Segundo a investigação policial, Túlio supostamente invadiu o Bar Beira Rio para cometer um assalto, no dia 17 de agosto de 2021, junto com um comparsa que nunca foi identificado, e matado a gerente do estabelecimento, Adeniclei de Assis, além de ter roubado o celular, relógio e R$ 50 de um cliente.

A defesa do jovem alega que, no momento em que os crimes foram cometidos, ele estava a caminho de casa, onde jantou, tomou banho e passou um tempo no celular, esperando a namorada chegar. Túlio mora no centro da cidade e o bar fica na região de zona rural.

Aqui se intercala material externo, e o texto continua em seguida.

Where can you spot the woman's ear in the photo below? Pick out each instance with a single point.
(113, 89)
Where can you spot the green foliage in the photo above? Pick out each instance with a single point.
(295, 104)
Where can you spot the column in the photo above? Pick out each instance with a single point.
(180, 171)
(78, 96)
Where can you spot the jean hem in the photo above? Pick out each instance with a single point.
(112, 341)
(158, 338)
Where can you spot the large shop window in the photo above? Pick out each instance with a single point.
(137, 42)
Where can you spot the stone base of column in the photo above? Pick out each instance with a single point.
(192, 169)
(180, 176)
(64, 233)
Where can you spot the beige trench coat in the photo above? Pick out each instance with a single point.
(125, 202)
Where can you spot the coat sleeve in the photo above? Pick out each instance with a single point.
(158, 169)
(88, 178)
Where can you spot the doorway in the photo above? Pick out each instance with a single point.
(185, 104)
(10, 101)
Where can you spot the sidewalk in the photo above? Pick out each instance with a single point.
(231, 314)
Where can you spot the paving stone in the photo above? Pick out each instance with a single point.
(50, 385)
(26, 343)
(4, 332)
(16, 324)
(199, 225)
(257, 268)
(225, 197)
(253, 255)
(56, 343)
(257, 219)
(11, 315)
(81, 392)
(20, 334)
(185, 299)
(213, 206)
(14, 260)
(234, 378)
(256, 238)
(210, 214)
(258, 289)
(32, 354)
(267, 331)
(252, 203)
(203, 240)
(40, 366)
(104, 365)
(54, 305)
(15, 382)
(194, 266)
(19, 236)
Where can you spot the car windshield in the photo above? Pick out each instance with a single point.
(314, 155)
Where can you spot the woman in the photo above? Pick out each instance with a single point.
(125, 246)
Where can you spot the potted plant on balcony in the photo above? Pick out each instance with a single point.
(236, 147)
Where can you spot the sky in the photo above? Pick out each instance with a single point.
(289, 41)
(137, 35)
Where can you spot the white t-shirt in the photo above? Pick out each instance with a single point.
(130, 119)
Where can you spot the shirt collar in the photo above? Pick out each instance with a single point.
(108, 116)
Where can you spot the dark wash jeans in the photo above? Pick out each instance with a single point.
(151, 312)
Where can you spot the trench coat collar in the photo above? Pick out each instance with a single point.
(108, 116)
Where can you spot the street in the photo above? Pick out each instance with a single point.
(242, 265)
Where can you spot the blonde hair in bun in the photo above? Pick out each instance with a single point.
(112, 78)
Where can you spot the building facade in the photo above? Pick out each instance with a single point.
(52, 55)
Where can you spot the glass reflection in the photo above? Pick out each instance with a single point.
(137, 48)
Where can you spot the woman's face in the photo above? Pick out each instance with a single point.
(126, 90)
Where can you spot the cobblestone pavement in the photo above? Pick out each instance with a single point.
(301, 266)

“Não teria como ele fazer aquele percurso tão rápido, cometer o crime naquele espaço de tempo tão curto, voltar para casa. Ele teria que ter chegado em casa, e feito esse trajeto de volta em um espaço de tempo humanamente impossível, para ter executado o crime naquele horário que as testemunhas dizem que o crime aconteceu”, argumentam os representantes do réu.

Os álibis de Túlio são a gravação de uma câmera de segurança, que mostra ele pedalando em direção à própria casa, além da mãe e do padrasto, que relatam que ficaram em casa com ele nos momentos seguintes em que o crime era praticado em outro ponto da cidade.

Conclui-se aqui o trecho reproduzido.